Friday, February 3, 2017

To the Fairest...

Mount Olympus could have been wealthier by one golden apple if only it had clearly-defined property rights. Instead it destroyed a civilization. 

In the story of the Apple of Discord, the goddess Eris throws a golden apple into the middle of a feast of the gods. Inscribed on the apple were the words “To the Fairest,” implying that it belonged to the most beautiful. This predictably triggered a big fight over who was, in fact, the fairest. The conflict ultimately resulted in the Trojan War.

Supposedly this is a parable about how a small conflict can escalate into a much larger one. I think it actually has a different moral: strict property rights can nip a much bigger conflict in the bud. If ownership of the apple had simply been assigned to someone, even at random or for reasons that don’t seem “fair”, the whole conflict could have been avoided. “Finders keepers” would have avoided the conflict. “Show of hands for who is the fairest” would have done it. Granted it’s a new piece of property and ownership of it was brought into question the moment it was found, the means of assigning ownership should be as clear as possible so that conflict is minimized. And once ownership is established, even if that assignment is initially somewhat capricious, it should be very difficult to call that ownership into question. Allowing open-ended appeals and endlessly revisiting the "justice" of the initial assignment is a recipe for eternal conflict. The occasional injustice of a misjudged beauty contest (or unjust assignment of property to the "wrong" party, in someone's estimation) needs to be traded off against the very high cost of seeking perfect justice, given that we can only approach but never quite reach that Platonic ideal.

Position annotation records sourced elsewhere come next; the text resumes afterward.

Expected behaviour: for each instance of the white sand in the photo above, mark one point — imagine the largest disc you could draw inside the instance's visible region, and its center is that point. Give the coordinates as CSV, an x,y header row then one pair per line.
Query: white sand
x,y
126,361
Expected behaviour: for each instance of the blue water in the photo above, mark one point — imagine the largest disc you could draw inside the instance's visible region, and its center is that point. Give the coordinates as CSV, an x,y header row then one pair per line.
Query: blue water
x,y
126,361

This is relevant because today many people endorse stamping “to the fairest” on everything and opening up discussion of who should rightfully own what. I’m thinking of Obama’s “you didn’t build that” remark and Elizabeth Warren and others’ echoing of it. The idea of reparations for centuries-old misdeeds also come to mind. While it certainly makes sense to correct an injustice where one party obviously robbed another, it is less clear that we should “correct” for these social injustices in which there is no clear perpetrator and no obvious victim. A rich person probably got rich by selling an in-demand service to customers who paid willingly. It isn’t at all clear that such a person “took” more than “his fair share.” For the sake of predictability, each voluntary transaction should be seen as inherently legitimate. The transactors should not fear that their exchanges will be later reversed or called into question by third parties looking at statistical aggregates. While it’s sometimes necessary to call the ownership of something into question and adjudicate that dispute, it is very expensive. The resources wasted fighting over who owns what can easily exceed the value of the things in dispute. Property rights should be strong enough to deter theft but still avoid unnecessary conflicts over who owns what.

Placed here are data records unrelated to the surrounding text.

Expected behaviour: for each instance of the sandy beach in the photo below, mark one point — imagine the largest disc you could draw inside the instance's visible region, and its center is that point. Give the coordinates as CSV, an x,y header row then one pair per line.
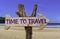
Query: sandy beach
x,y
19,33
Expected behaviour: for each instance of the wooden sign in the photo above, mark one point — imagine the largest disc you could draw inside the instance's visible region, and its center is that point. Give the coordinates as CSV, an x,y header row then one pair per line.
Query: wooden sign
x,y
25,21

How costly is it to resolve a property dispute? Think about the proportion of a settlement or jury award that a lawyer takes when his client sues someone for damages. I don’t have good numbers, but it’s often half or more of the settlement. And that’s an *under*estimate of the total cost; you have to consider the lawyers of the losing team and the judge’s time and the wasted time of various witnesses if you are trying to tally up the true social cost. Or think about insurance, where the rules for approving a claim are pretty straightforward and stated clearly in policy language. Auto and Property loss ratios (the percent of premiums paid out when insurance customers make a claim) are around 60% on average, meaning roughly 40% of your premium is the expense of processing the money (the incoming premiums and the outgoing claims dollars), handling the claims, pricing the insurance, investigating fraud, and other expensive, labor-intensive things that insurance companies do. For another example, the deadweight loss of taxation in the United States is thought to be something like 30% of revenue (citation needed, but this 30% figure is what I find from some casual Googling); collect a trillion dollars and you destroy $300 billion in value. It’s expensive to live in an environment where ownership is constantly called into question and reassigned from one party to another. 

I'm sure some of you think I'm being obtuse and are saying, "Of course the gods are going to fight over who is most beautiful! They are vain. Downright narcissistic. Obviously the apple was going to trigger a status fight. It was never about the stupid golden apple anyway. Why would a god care about a chunk of gold?" And of course that's another lesson: avoid status fights. Especially when they are motivated by crass materialism. Petty squabbles about who has the most stuff are the crassest and most materialistic of all status fights. I'm sure the inequality-mongers imagine themselves on the side of the angels, but I see them as fomenting illegitimate class resentments, instigating conflict where none needs to occur, and positing mistaken (easily refutable!) causal explanations of social phenomena.